João Almeida em grande: faz sexto no contrarrelógio, mantém liderança e ainda ganha mais tempo à concorrência

“Estava preparado para fazer uma boa corrida, ser sexto ou décimo é indiferente. Estava em causa ganhar tempo aos adversários e isso foi conseguido. O Ganna e o Dennis conseguiram ser melhores porque são especialistas mas estou satisfeito com o resultado. Conhecia bem o percurso, assim como as partes mais exigentes, as sensações foram boa e o tempo deixou-me satisfeito. O caminho até Milão [onde termina a Volta a Itália] é longo, ainda há muita montanha e é difícil.

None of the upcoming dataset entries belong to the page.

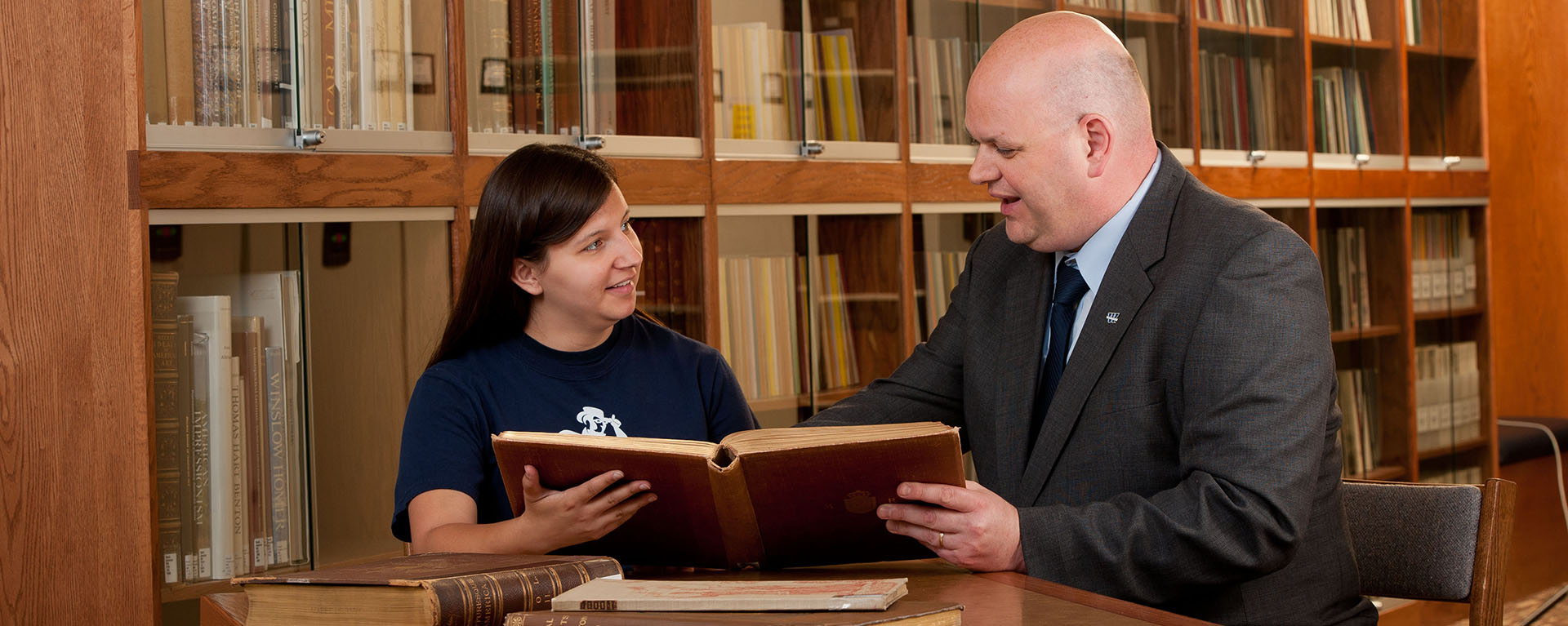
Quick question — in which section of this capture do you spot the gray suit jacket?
[808,146,1377,626]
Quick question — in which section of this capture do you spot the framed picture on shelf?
[480,56,508,94]
[409,51,436,94]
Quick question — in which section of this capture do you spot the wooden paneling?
[1483,0,1568,415]
[910,163,996,202]
[462,157,712,207]
[0,0,158,624]
[714,160,908,204]
[1192,168,1312,198]
[141,152,462,209]
[1312,170,1406,198]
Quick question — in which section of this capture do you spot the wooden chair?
[1343,478,1517,626]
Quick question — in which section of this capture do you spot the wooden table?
[201,558,1212,626]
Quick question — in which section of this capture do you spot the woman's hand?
[513,466,658,553]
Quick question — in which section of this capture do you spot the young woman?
[392,144,757,554]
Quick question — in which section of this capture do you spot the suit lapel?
[1014,144,1187,505]
[990,252,1052,507]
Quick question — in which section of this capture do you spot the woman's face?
[513,187,643,339]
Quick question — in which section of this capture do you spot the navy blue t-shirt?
[392,315,757,541]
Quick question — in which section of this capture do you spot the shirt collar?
[1057,152,1165,293]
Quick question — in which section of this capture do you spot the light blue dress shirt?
[1040,152,1165,361]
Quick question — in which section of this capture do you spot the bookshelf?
[116,0,1496,614]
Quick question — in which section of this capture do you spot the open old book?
[491,422,964,568]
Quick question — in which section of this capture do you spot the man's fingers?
[898,483,978,513]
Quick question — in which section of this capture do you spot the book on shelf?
[234,553,621,626]
[1311,0,1372,41]
[1410,209,1477,313]
[1317,226,1372,331]
[1334,367,1383,475]
[1416,340,1481,452]
[491,422,964,568]
[550,577,910,612]
[165,272,309,582]
[718,255,801,400]
[506,599,964,626]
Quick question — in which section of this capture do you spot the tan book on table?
[234,553,621,626]
[506,599,964,626]
[550,577,910,610]
[491,415,964,568]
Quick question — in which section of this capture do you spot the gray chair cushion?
[1343,483,1480,601]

Sei que um dia mau pode deitar tudo a perder; o de hoje [sábado] foi melhor do que estava à espera”, comentou após o sexto lugar na 14.ª etapa, naquela que foi a quinta tirada em que fechou nos seis primeiros entre quatro pódios. Seguia-se a montanha, com quatro contagens, sobretudo a última a coincidir com a meta de 14,3 quilómetros com percentagem média de inclinação de 7,8.

Com Rúben Guerreiro a tentar ainda encostar no grupo fugitivo mas a ficar cedo longe das decisões, essa última subida acabou por ser decisiva em relação à etapa até porque alguns dos primeiros classificados iam descolando a cada ataque que havia. Pello Bilbao, Fuglsang, Nibali. Todos menos João Almeida e Kelderman, que continuavam sem partir até que a Team Sunweb fez o derradeiro ataque que deixou o português completamente sozinho, sem companheiros de equipa para defender, a tentar manter o ritmo sem perder de vista o holandês e Hindley que permitiam esse ataque. A 4,5 quilómetros o português perdia 20 segundos, quase aquilo que tinha ganho na véspera no contrarrelógio a Kelderman, mas aguentava a dar tudo, no limite do esforço, de língua de fora, com um coração enorme quase que a sentir o apoio de milhares e milhares de portugueses.

A dois quilómetros, o atraso já tinha passado para 33 segundos, ou seja, apenas mais 23 segundos do que o holandês. Aguentou mesmo, sem ninguém da Deceuninck Quick-Step por perto, perdendo grande margem da vantagem mas continuando na liderança da prova pelo 13.º dia consecutivo. E o português não só chega à terceira semana ainda de rosa como o sonho de acabar no pódio (pelo menos) é cada vez mais real: se Kelderman fechou em segundo a etapa a dois segundos de Geoghegan Hart, que deu mais uma vitória à Ineos, os 35 segundos de atraso a que se juntaram mais seis de bonificação mantiveram Almeida na liderança com 15 segundos de avanço em relação ao holandês e com quase três ou mais minutos de avanço dos mais diretos perseguidores, casos de Hindley (2.56), Hart (2.57), Pello Bilbao (3.10), Majka (3.18), Nibali (3.29) ou Pozzovivo (3.50).

“Garantidamente, estou muito feliz. Estou muito agradecido à minha equipa pelo seu trabalho. Sentia-me bem hoje mas havia ciclistas mais fortes e tenho de lhes dar os parabéns. Nos primeiros quilómetros achei que podia fazer-lhes frente mas depois tive de ir aos meus limites, foi um sofrimento até ao final. Porque abdiquei do rádio? Tirei-o porque estava muito concentrado, dei tudo para ficar com a camisola rosa”, comentou o português.